That’s why it’s so important to see the market satisfied by these results: because it looks like annual growth at these companies will never be better. Apple is the key company to watch here because, despite this quarter’s enormous beat, the 36% growth rate for the topline did decline from last quarter’s blistering 54% pace. Microsoft and Alphabet both saw faster growth, but analysts expect those rates to drop substantially next quarter. With the generous amount of buybacks and dividends these companies offer, there’s plenty of reason to believe investors could look past peak growth rates. But we don’t know. After a year and a half of chasing growth in any form, it’s possible these FANG giants could trade more like a speculative secular growth stock than a blue-chip.
Just look at Netflix NFLX as an example – the stock has been range-bound for a year after its subscriber and revenue growth rate peaked in early 2020. Cloud companies that posted scorching-hot growth rates last year have also been struggling to make new highs. If FANG goes this route, and this incredible quarter turns into a profit-taking opportunity, it could be a very sustained one.
Jay Powell And The Hawks
In all of this, one can’t lose sight of the fact the sharpest macro shifts of the year all happened around the June FOMC. Extreme yield-curve compression and a surprise ascent in the dollar began the day the Fed took a marginal step towards hawkishness last month by embracing the hawks through an acceleration of the dot-plot’s expected tightening timeline. While we know Chair Powell is not eager to change the game plan until employment satisfies his requirements, the needle is getting harder to thread. Overall data has been missing expectations, with the economic surprise rate in steady decline since the last FOMC.

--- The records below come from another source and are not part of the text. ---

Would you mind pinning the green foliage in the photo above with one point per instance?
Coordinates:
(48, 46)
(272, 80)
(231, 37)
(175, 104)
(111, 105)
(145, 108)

Yet, the inflation surprise rate is ripping higher. I looked at the history between the two indexes – economic surprise vs. inflation surprise – and they’ve never been this inversely correlated while the inflation beat-rate is climbing this way. And don’t forget the last CPI went in the wrong direction – higher when analysts expected lower – the literal opposite of transitory. If this forces the Fed more hawkish, watch for deeper yield-curve compression and a higher dollar. If Powell uses this opportunity to call back the AIT framework from the beginning of the year, watch out for bonds – with inflation already at 5%, a message from Powell that he’s not even thinking about hiking could be the force for yields to blast off again.